The best way to learn is by practice isn't ? So let's get started with a use case example. 
Let's suppose that you want to scrape data about electric bikes from Alibaba.com.

*   **`run-scrapper`:**  Initiates scraping of Alibaba.com based on the provided keywords.

    ```bash
    python src/app.py run-scrapper "electric bikes" --html-folder bike_results
    ```
if `--html-folder` is not provided, a folder with sanitized keywords as name will be automatically created and should result to `electric_bikes` as a results folder name.
after that  `bike_results` directory has been created and should contains all html files from alibaba.com matching your keywords.
    *   **`key_words` (required):** The search term(s) for finding products on Alibaba. Enclose multiple keywords in quotes.
    *   **`--html-folder` (optional):** Specifies the directory to store the raw HTML files. If omitted, a folder with sanitized keywords as name will be automatically created.
  
Then you must initialize a database. Mysql and sqlite are supported.
*   **`db-init`:**  Configures the database connection settings.

    **MySQL Example:**
    ```bash
    python src/app.py db-init mysql --user your_username --password your_password --db-name alibaba_products 
    ```
**NB: This commands will save your credentials in `db_credentials.json` file, so when you will need to update your database, simply run `python src/app.py db-update  mysql --kw-results bike_results` to automatically update your database. What if you want to change something while you update the database? Assuming that you have run another scraping command and you to save this data in another schema whitout update credential file your rewriting all theses parameter just to change your database name then, simply run `python src/app.py db-update  mysql --kw-results another_keyword_folder_result --db-name another_database_name`.**
   
    **SQLite Example:**
    ```bash
    python src/app.py db-init sqlite --sqlite-file alibaba_data
    ```
    *   **`--engine` (required):** Choose either `sqlite` or `mysql`.
    *   **`--sqlite-file` (optional, SQLite only):**  The name for your SQLite database file (without the extension).
    *   **`--host`, `--port`, `--user`, `--password`, `--db-name` (required for MySQL):**  Your MySQL database connection details.

As soons as your database is initialized, you can update it with the scraped data.
*   **`db-update`:** Updates your chosen database with the scraped data.
**NB: If for any reason you encounter an issue with async api which is set by default, you can use instead sync api by specifying `--sync-api` flag cause is more stable than the other.**

    **MySQL Example:**
    ```bash
    python src/app.py db-update  mysql --kw-results bike_results 
    ```

    **SQLite Example:**
    ```bash
    python src/app.py db-update  sqlite --kw-results bike_results --filename alibaba_data
    ```

    *   **`--db-engine` (required):** Select your database engine: `sqlite` or `mysql`.
    *   **`--kw-results` (required):**  The path to the folder containing the HTML files generated by the `run-scrapper` command.
    *   **`--filename` (required for SQLite):** If you're using SQLite, provide the desired filename for your database. whitout any extension.


## Future Enhancements

This project has a lot of potential for growth!
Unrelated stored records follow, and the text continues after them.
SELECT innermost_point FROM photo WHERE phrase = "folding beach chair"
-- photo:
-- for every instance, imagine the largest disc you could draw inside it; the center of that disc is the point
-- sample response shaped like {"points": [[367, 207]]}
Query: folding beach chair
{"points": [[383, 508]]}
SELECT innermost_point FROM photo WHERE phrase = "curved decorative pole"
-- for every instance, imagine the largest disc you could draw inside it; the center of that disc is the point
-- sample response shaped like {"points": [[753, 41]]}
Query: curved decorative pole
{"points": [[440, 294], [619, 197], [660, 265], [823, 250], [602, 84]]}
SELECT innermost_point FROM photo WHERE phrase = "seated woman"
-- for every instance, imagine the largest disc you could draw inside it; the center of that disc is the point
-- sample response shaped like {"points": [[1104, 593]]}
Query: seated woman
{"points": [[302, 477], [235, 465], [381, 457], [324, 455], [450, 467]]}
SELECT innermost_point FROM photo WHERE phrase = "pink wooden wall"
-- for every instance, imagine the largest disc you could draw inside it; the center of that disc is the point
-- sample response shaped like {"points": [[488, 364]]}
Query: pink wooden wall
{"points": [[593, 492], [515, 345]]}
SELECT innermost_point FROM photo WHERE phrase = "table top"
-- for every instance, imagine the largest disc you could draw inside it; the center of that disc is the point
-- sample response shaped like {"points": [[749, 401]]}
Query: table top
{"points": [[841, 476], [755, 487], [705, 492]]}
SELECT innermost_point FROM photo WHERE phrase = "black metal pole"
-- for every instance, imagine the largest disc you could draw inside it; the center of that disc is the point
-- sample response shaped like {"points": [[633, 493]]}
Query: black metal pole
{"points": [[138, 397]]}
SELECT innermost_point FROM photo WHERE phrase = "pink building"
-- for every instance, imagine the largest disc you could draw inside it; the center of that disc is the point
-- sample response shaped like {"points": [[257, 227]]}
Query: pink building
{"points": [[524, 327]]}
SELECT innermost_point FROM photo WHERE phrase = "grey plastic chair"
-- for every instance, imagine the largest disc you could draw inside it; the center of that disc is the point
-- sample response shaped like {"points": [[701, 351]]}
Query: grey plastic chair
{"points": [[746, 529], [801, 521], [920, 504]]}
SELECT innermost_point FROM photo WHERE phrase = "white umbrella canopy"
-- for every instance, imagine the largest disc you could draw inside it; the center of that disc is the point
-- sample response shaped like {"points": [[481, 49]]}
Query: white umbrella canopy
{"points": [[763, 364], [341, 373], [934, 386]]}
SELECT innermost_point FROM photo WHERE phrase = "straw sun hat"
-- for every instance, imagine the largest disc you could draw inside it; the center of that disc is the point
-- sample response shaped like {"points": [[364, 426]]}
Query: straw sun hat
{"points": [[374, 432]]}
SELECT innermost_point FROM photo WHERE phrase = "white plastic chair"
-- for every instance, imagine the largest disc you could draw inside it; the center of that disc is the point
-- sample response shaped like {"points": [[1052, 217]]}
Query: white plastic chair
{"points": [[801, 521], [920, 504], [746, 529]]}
Here are some exciting features I'm considering for the future:

*   **Data Export:** Add functionality to export scraped data to various formats like CSV and Excel spreadsheets for easier analysis and sharing.
*   **PostgreSQL Support:**  Expand database compatibility to include PostgreSQL, giving users more database choices.
*   **Retrieval Augmented Generation (RAG):** Integrate a RAG system that allows users to ask natural language questions about the scraped data, making it even more powerful for insights.

## Contributions Welcome!

I believe in the power of open source! If you'd like to contribute to this project, feel free to fork the repository, make your changes, and submit a pull request. I'm always open to new ideas and improvements.

## License

This project is licensed under the [Gnu General Public License Version **3**](COPYING).